Bosch’s triptych is fascinating, mysterious, delightful, and terrifying. Its three panels reveal the bliss of the biblical Adam and Eve with God in paradise, the naked excitement of human and animal pleasure in the garden of delights, and the hell lustful souls will inhabit as their eternal reward. Chouinard’s choreography is also in three parts: “The Garden of Delights,” “Hell,” and “Paradise.” The production begins in quiet darkness. The triptych, projected onto a large backdrop, is closed at first. We see a flat Earth in a clear sphere that, as art historian Ludwig von Baldass pointed out, is devoid of humans or animals, depicting, perhaps, the third day of biblical creation. When the panels open, Act One begins, and we see Bosch’s painting as two dancers, both topless and wearing flesh-colored thongs, begin a graceful dance.

On each side of the stage, images are projected onto circular panels that reveal details of Bosch’s monumental painting. (Throughout the performance, the images change and correspond with the dancers’ movements.) The stage is bright and swells with more dancers, their arms reaching and undulating. At some points, they mirror one another’s movements; at others, they are fiercely independent. Movement becomes less graceful and tumbles into the grotesque with jerky gestures. Then, there is levity again: playful configurations and humorous, capricious leaping. There is also a clear domed structure the dancers carry in on their backs. At the end of the act, they enter the dome, mimicking the bodies entering a large egg in a detail from Bosch’s center panel. The soundtrack is atmospheric, with celestial vocalizing and the bright sounds of birdsong. Then, the stage falls dark, and Act Two is set to begin. 

Act Two takes us to Hell. The stage is dark, and a single performer vocalizes guttural, animal-like sounds into a microphone on top of metal cans. Soon, she is joined by a host of other characters, and chaos ensues. There’s a woman in a long blond wig climbing a ladder, only to slide down and begin climbing up again and again and again. There’s a woman with two bassoons affixed to her arms, transformed into a bizarre human-instrument hybrid. There are screams, crashing sounds, and disordered, desperate movement.  A man and a woman repeatedly engage in simulated sex, and it’s unclear if it’s consensual. The soundtrack is full of tension and distress.

Darkness beckons Act Three. In Bosch’s right panel, Adam and Eve are in the original garden with God. Chouinard plays with our expectations about gender and divinity throughout this act. The first three performers on stage mirror Bosch’s panel, but they exchange genders—a female dancer is Adam, seated with extended legs to the left of God, who is also a woman. A male dancer becomes Eve, kneeling to God’s right, with her right arm extended. God’s left hand is making a sign of blessing, and her right hand rests on Eve’s right wrist. This configuration is repeated by other performers—some men become God, some women are Eve, and so on. Many dancers don God’s robe. This movement grows graceful again, the stage bright, and there is lovely vocalizing and the sounds of birds and running water.

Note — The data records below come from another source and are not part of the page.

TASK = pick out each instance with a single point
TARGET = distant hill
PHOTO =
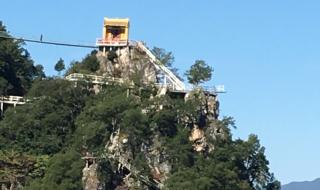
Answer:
(305, 185)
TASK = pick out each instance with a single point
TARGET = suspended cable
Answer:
(46, 42)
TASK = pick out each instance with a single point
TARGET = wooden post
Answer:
(1, 108)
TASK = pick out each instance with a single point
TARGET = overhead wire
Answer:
(6, 36)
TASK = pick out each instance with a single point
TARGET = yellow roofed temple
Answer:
(115, 33)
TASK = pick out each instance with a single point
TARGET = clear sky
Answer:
(266, 53)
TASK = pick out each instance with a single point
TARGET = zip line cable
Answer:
(3, 35)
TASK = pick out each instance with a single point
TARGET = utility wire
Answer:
(3, 35)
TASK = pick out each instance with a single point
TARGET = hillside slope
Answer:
(305, 185)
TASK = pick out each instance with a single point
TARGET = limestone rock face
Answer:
(90, 177)
(209, 107)
(129, 63)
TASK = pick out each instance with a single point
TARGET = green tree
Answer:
(16, 67)
(166, 58)
(199, 72)
(89, 64)
(59, 66)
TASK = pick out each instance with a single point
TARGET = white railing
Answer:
(93, 78)
(176, 82)
(106, 42)
(12, 100)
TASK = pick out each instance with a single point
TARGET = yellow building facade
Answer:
(115, 32)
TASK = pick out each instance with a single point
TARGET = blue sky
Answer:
(266, 53)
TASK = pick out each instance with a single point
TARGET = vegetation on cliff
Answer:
(42, 142)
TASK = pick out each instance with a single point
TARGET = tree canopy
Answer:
(17, 69)
(199, 72)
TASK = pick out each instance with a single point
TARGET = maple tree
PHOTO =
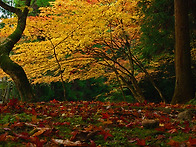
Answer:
(80, 40)
(11, 68)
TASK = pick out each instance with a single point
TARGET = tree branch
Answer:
(9, 8)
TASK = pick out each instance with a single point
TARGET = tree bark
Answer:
(184, 86)
(14, 70)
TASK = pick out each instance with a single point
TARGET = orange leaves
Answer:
(72, 27)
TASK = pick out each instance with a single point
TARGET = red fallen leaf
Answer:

Chouinard’s choreography is arresting and inspired; it is playful and grotesque. Her decision to move from the painting’s center panel to the far-right panel and end with the glorious scene portrayed in the far-left panel is apt for our contemporary moment. The final panel offers a new beginning that eschews strict gender categories and expectations, inviting us to embrace a new Earth and imagine something else after the horror and chaos of hell.